Ha fatto molti progressi molto rapidamente. Ma le cose sono piuttosto fragili e ci sono molti modi in cui la commissione potrebbe rimpiangere ciò.
Si presume che il Comitato conceda tali premi nella speranza anticipata di incoraggiare il vincitore a continuare a percorrere un promettente percorso di progresso. Ma avrebbe più senso aspettare fino alla fine di un'amministrazione, e valutare obiettivamente solo in seguito se un individuo abbia effettivamente mantenuto la sua promessa, meritando così il premio.
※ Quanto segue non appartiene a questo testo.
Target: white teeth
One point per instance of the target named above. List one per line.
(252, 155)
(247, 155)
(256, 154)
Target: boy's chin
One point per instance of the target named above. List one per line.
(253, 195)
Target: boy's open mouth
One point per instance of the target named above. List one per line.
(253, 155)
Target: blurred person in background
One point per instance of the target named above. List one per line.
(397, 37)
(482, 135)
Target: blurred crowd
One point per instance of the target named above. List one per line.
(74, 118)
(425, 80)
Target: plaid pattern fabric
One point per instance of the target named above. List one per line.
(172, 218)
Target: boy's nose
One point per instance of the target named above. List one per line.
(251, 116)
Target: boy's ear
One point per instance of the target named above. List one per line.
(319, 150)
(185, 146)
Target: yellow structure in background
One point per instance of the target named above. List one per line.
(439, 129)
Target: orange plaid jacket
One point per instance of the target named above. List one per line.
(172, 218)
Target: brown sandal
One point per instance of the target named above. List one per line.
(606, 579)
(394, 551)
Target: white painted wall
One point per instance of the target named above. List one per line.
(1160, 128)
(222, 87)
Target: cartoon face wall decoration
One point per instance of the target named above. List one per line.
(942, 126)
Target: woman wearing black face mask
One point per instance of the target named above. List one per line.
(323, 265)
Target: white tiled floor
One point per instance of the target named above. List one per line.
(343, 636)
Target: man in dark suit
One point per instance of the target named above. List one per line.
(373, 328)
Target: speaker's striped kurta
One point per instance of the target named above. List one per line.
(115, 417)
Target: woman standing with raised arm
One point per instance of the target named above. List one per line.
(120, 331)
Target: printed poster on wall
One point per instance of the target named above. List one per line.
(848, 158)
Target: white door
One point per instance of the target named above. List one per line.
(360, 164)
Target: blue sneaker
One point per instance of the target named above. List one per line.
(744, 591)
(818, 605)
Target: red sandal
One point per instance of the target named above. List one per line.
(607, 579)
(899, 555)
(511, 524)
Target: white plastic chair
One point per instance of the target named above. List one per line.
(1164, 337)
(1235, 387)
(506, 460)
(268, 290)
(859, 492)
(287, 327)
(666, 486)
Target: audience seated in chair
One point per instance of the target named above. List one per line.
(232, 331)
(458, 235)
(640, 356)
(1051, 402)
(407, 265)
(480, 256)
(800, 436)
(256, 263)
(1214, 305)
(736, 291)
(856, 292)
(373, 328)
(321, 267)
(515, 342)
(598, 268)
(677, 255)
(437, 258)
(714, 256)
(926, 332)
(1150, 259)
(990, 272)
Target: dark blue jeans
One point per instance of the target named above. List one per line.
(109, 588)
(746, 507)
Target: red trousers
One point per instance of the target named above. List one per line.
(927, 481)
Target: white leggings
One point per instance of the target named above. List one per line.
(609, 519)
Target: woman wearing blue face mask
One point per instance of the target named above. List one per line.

Un altro motivo di cautela è che la maggior parte dei leader africani sopra menzionati non sono nati come despoti. Museveni ha combattuto e cacciato il dittatore omicida Idi Amin. Quando Magufuli prese le redini del potere, era un giovane ragazzo, manifesto per la trasparenza e la governance frugale. L'integrità di Buhari, e la sua apparente tolleranza zero per la corruzione, lo hanno reso il “Messia” che la Nigeria desiderava da molto tempo. Persino il compianto Robert Mugabe [it], dello Zimbabwe, era una volta uno dei più importanti combattenti per la libertà in Africa, ma finito poi per lasciare l'incarico in disgrazia dopo 37 tumultuosi anni.
La critica afferma anche che il primo ministro “fa affidamento sul suo carisma per guidare il cambiamento”, piuttosto che ricorrere alle strutture istituzionali del governo. Sebbene ciò possa essere efficace e utile per ridurre la burocrazia governativa, potrebbe al contempo non essere sufficiente per fornire una base adeguata alle riforme sostenibili a lungo termine.
Abiy si dimostrerà diverso dagli altri, continuando sulla strada della pace e delle riforme? O seguirà la famigerata via che i suoi contemporanei del continente hanno già percorso? Sia per l'Etiopia che per l'Africa, spero sia la prima delle due ipotesi.